Die Diener zweier Herren sind entlassen

Atomlager Schacht Konrad: Monika Griefahn hält TÜV-Gutachter für befangen  ■ Aus Hannover Jürgen Voges

Alles von vorn. Das Endlager für schwach- und mittelradioaktive Abfälle im Schacht Konrad wird in diesem Jahrtausend nicht mehr gebaut. Um mindestens „zwei oder drei Jahre“, schätzt Bruno Thomauske, Mitarbeiter des Bundesamtes für Strahlenschutz, dürfte sich das Genehmigungsverfahren verzögern. Schuld daran ist die Bundesbehörde selbst. Sie hat am 20. April 1994 mit dem TÜV Hannover/Sachsen Anhalt einen Vertrag abgeschlossen. Die technischen Gutachter sollten im Auftrag des Strahlenschutzamtes unter anderem „Vorprüfungen“ durchführen, damit die Lageranlagen in Salzgitter zügig in Betrieb genommen werden können. Auch Vertragsverhandlungen für die Überwachung des späteren Betriebs sind schon aufgenommen worden.
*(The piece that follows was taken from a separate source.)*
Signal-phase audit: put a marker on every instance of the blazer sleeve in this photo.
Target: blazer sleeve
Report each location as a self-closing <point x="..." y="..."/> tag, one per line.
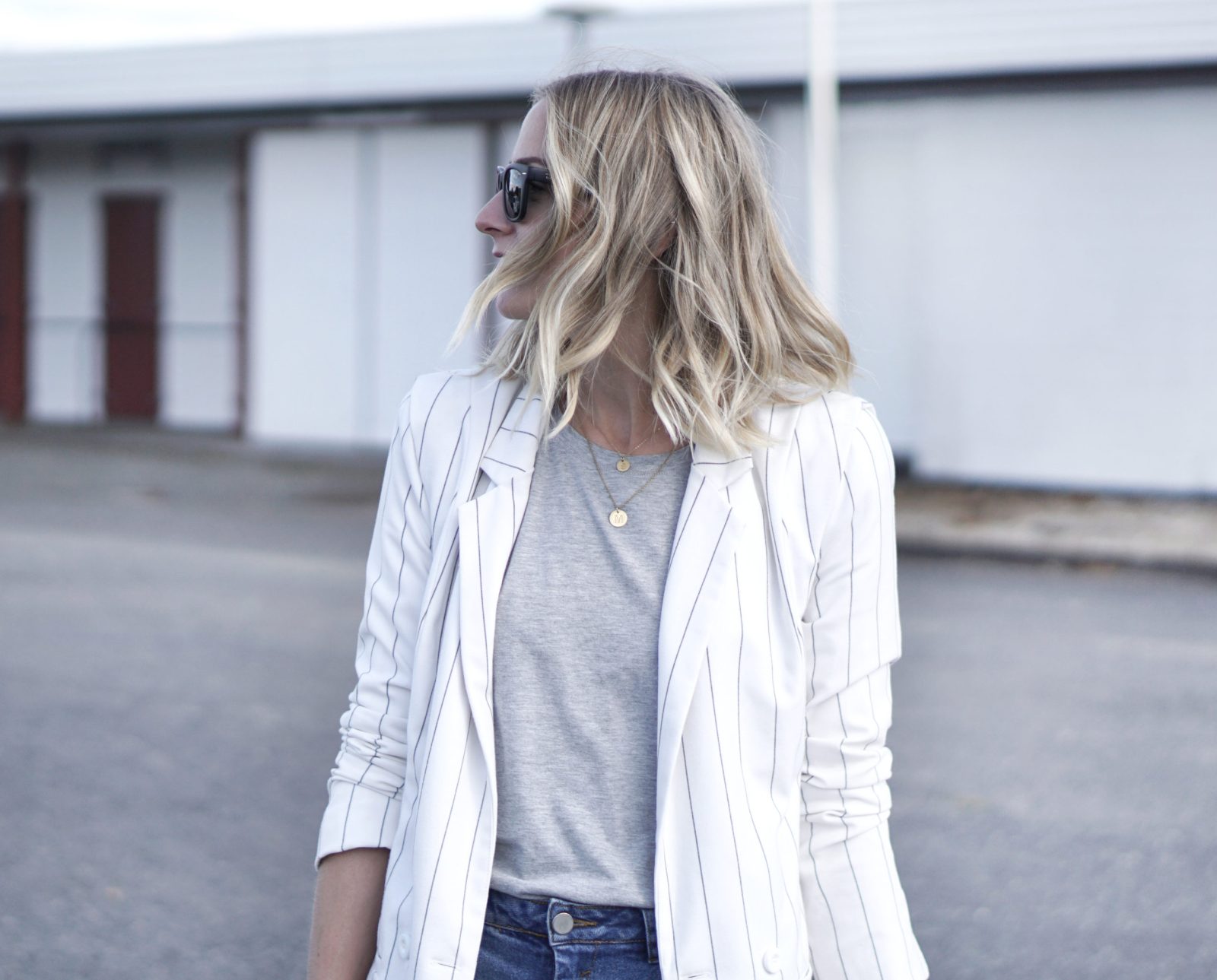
<point x="857" y="915"/>
<point x="365" y="782"/>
Dagegen wäre grundsätzlich nichts einzuwenden, findet selbst Monika Griefahn, Niedersachens Umweltministerin. Nur dient der TÜV damit zu vielen Herren auf einmal. Denn das Land hat ebenfalls den TÜV unter Vertrag genommen, und das schon seit 1983. Die selben Experten, die jetzt für den späteren Betreiber tätig sind, sollen auch der Behörde, die das Atomlager genehmigen muß, die nötigen Untersuchungen liefern. Ein Interessenkonflikt scheint der Ministerin unvermeidlich, die Beschäftigung der TÜV-Experten deshalb nicht mehr vertretbar, wie sie in einer Antwort auf eine parlamentarische Anfrage der Grünen im Landtag schreibt. Sie dürfen deshalb in dieser Sache nicht mehr für Niedersachsen tätig sein.

Der hannoversche TÜV hatte die Langzeitsicherheit des geplanten Endlagers zu beuerteilen. Er untersuchte aber auch die gesamte Technik der Anlage. Sein Gutachten für das Planfeststellungsverfahren lag dem Umweltministerium noch nicht einmal als Entwurf vor, als er mit dem Betreiber und Verfahrensgegner, dem Bundesamt für Strahlenschutz, seinen Vertrag abschloß – offenbar in der vorauseilenden Gewißheit, das Lager werde mit Hilfe derselben Experten genehmigt.

Ohne die technischen Gutachten kann das Land seine Rechtsaufsicht nicht wahrnehmen. Weil sie nicht vorliegen, muß sich jetzt ein neuer Gutachter in die Unterlagen einarbeiten. Bisher war mit einem Planfeststellungbeschluß noch für dieses Jahr gerechnet worden. Der Termin ist geplatzt, drei weitere Jahre Verzögerung hält auch Bruno Thomauske eher für die „untere Grenze“ – wenn denn so verfahren wird, wie das niedersächsische Umweltministerium es angeordnet hat. Eine Befangenheit des TÜV kann Thomauske nicht erkennen, schon deswegen nicht, meint er, weil seine Behörde als Organ des Bundes gar keine privaten Interessen verfolge. Diese Rechtsauffasung sei den Umweltministerien in Hannover und Bonn mitgeteilt worden. Das Bundesumweltministerium prüfe noch, ob es erneut im Wege der Bundesaufsicht verfahrenslenkend in das Genehmigungsverfahren für Schacht Konrad eingreifen müsse. Noch im vergangenen Herbst hatte Umweltministerin Merkel ein in ihrem Hause formulierten Planfeststellungsbescheid zurückgezogen. Denn das Risko, mit solchen Anweisungen in kommenden Gerichtsverfahren gegen Privatkläger zu scheitern, wird auch in Bonn als sehr hoch eingeschätzt.